Menace of the herdsmen
While a probe as ordered by President Muhammadu Buhari into the latest killings in Agatu, Benue State, by rampaging Fulani herdsmen, might be in order, it amounts to a tepid response, a superficial scratching of an escalating national problem on the surface when such demands decisive action. The herdsmen of whatever ilk have become a menace, indeed, a pain in the neck of innocent Nigerians who are victims of their impunious killing and maiming. From the east to the west of Nigeria, Middle belt to the north lives are being lost while properties, especially farmland crops, and products worth billions of Naira are being destroyed.
The incessant attacks have spread ceaselessly to all corners and no part of the country is safe anymore from the marauding cattle rearers. A half-hearted or haphazard intervention, therefore, won’t solve the problem. What is needed is a comprehensive national solution that would address all the issues in order to avert a looming crisis.
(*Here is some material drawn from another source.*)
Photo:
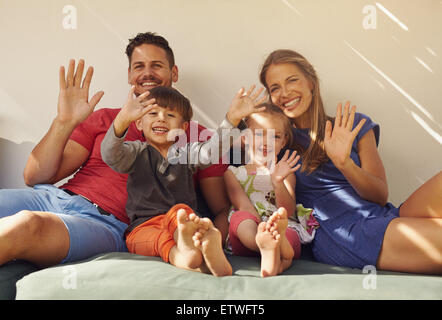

Buhari’s order of a probe followed the brutal clashes between Fulani herdsmen and indigenes of some communities in Benue State, namely Akwu, Adagbo, Ayilla, Ogboju, Okokolo and Abugbe, which had been razed even before the latest orgy of violence. At least 36 people were feared killed while farm crops worth billions of naira and houses were destroyed. The Agatu massacre was still fresh when another set of herdsmen invaded Abbi community in Uzo-Uwani Local Government Area of Enugu State and unleashed mayhem on the people. Armed with machetes, bows and arrows and automatic rifles, including AK-47, the herdsmen took the community by surprise. Among the dead were a brother and a sister who were actually slaughtered in cold blood as they stood to defend their home. Nineteen persons were declared missing, while several others were wounded. Houses and several motorcycles were reportedly razed.
The involvement of the herdsmen in kidnapping, stealing, rape, killings has compounded an already dangerous security situation in Nigeria and their activities across the length and breadth of the country has become another national emergency that should be given urgent federal attention.
Unfortunately, except for the order on the Benue massacre, President Buhari has yet to make a serious categorical statement or gesture on what is, no doubt, an impending national crisis with potentially grave consequences. This lukewarm attitude is dispiriting given the fact that the President is well aware of the danger, himself having had to personally intervene in the herdsmen/local farmers face-off in the South west a few years ago. The president will do well to make a national statement as hundreds of people are being massacred in different communities across the country, otherwise his silence may appear insensitive or a trivialisation of the criminality of the herdsmen.
Appropriate action should be initiated to stop a fast degenerating situation. The police have a critical role to play, but Nigeria needs a Police Force that knows the localities and understands the people. The present federal police can hardly handle this problem and may actually aggravate it.
It needs to be emphasized that what the country is facing is a battle for economic survival and territory. Whereas the herdsmen need fields for their livestock to graze, the indigenous farmers, at the same time, need their land to cultivate their crops. When a farmer invests millions on his farm only to have them destroyed overnight by cattle, there is no better invitation to war. To create peace and harmony requires proper conflict management strategy and deep understanding of the sociological realities of the different communities. Above all, a responsible leadership should act fast to reduce tension before things get out of hand.
The problem between host communities and Fulani herdsmen has festered for so long without any concrete action. The desire of the Fulani herdsmen to have boundless access to grazing fields across Nigeria is unacceptable. Truth is that it is not possible to let the herdsmen traverse Nigeria with their livestock oblivious of the fact that there are indigenous farmers whose crops could be destroyed by the animals. There are modern methods of rearing animals, which is to have them in ranches and grazing reserves. But the designated enclosures have to be created in those states with the appropriate terrain and climate for animal husbandry.
State governments should, therefore, be encouraged to create these grazing reserves and ranches. That way, conflicts would be reduced and the economic benefits of agriculture to all Nigerians would be maximized.